An autonomous vehicle (AKA driverless, auto, self-driving, robotic) is one that is capable of sensing its environment and navigating without human input. Many such vehicles are being developed, but as of this writing vehicles on public roads are not yet fully autonomous.

Many of the experimental cars and trucks you might see on the road (or, more likely, on the news) have a human along for the ride and ready to take over if needed. Initially we all heard about this future where you would get in a car, tell it your destination and sit back and relax. It was a taxicab without a driver. But more and more we are hearing about the autonomous vehicle with no human in it that might be delivering packages to locations. (No word on how they are unloaded. I guess you meet the vehicle at the curb.)

I was talking to a friend who has no involvement in education about an online course I was teaching and how MOOCs are being used. He said, "So, it's like an autonomous vehicle."

My first response was "No, its not," but when I gave the idea a few moments, I saw his point.

You set up a good online course. It has AI elements and guided learning, predictive analytics and all the other tools. The student enters and goes along on their own. Autonomously. Teacherless.

Some archived MOOCs are already somewhat like this - though probably minus the AI and guidance systems.

I call this autonomous learning. If you search on that term today you are more likely to find articles about learner autonomy. This refers to a student's ability to set appropriate learning goals and take charge of his or her own learning. However, autonomous learners are dependent upon teachers to create and maintain learning environments that support the development of learner autonomy.
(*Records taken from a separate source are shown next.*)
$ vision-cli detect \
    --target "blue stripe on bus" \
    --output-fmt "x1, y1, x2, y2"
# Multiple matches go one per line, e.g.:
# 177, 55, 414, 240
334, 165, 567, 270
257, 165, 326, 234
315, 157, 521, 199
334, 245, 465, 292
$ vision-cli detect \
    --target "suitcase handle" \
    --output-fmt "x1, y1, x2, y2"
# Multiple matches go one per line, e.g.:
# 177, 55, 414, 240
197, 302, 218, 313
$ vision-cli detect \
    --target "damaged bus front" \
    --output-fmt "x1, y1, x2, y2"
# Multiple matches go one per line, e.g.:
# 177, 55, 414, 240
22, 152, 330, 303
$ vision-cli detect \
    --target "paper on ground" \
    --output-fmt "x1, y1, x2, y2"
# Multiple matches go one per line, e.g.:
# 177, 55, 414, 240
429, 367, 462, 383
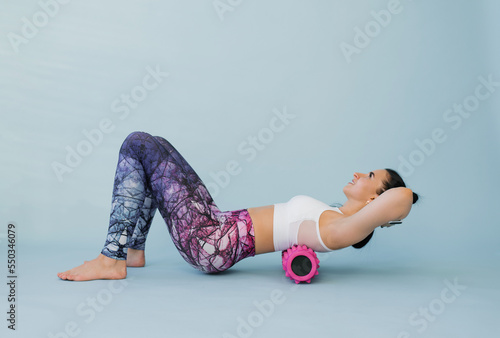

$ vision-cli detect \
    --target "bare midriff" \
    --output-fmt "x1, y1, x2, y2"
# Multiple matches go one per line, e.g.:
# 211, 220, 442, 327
248, 205, 274, 255
248, 205, 343, 255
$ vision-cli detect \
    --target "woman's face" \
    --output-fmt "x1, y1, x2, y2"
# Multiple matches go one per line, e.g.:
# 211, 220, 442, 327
343, 169, 389, 202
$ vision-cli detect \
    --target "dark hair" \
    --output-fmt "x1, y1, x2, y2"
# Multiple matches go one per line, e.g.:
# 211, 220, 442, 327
352, 168, 418, 249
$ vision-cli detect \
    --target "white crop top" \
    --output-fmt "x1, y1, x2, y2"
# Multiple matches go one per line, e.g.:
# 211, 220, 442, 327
273, 195, 342, 252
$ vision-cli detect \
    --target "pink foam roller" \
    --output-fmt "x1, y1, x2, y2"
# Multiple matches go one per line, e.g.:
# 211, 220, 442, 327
281, 245, 319, 284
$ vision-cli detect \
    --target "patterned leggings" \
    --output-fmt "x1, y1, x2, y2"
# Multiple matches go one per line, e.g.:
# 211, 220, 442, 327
101, 132, 255, 273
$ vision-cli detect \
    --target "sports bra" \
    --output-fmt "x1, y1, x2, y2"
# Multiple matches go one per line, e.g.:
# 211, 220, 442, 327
273, 195, 342, 252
My friend and I took the vehicles:learner comparison further. The mixed or hybrid car will probably be with us for a few more decades. By hybrid I mean not only with its fuel but also with driver-assist features. Part of the redundancy there includes the passenger as backup driver - a guide on the side. The car can park itself, but you might need to help in some situations.

Hybrid or blended courses are also going to continue to be around for awhile. Like the vehicles, the fully-automated course will be the experimental exception for a decade or two. But those kids in the college Class of 2037 have a very good chance of taking autonomous classes.

I will feel safe on the road with autonomous vehicles when ALL the vehicles are autonomous. Throw a few human drivers in there and the reliability drops. Do I feel the same about autonomous learning? Too early to say.


OER: Downes Versus Wiley

Stephen Downes got news from David Wiley that he would be partnering with Follett, a company best known for managing college bookstores. But Follett is another company getting into courseware. In this case, they will make Lumen Learning’s OER courseware available to institutions. The Lumen course support is not free, but low-cost (($10 to $25) and meant to replace the more costly commercial textbook. Downes asks: "What if students don't want to pay money for these 'open' educational resources? Are they denied access? Isn't this exactly one of those closed marketplaces people said would never happen? This is why I defend the use of the non-commercial clause in open educational resources."

David Wiley has responded and the post is worth reading to anyone working with OER and those following the growing role that commercial vendors are playing in open resources and the further dilution of what "open" means in education.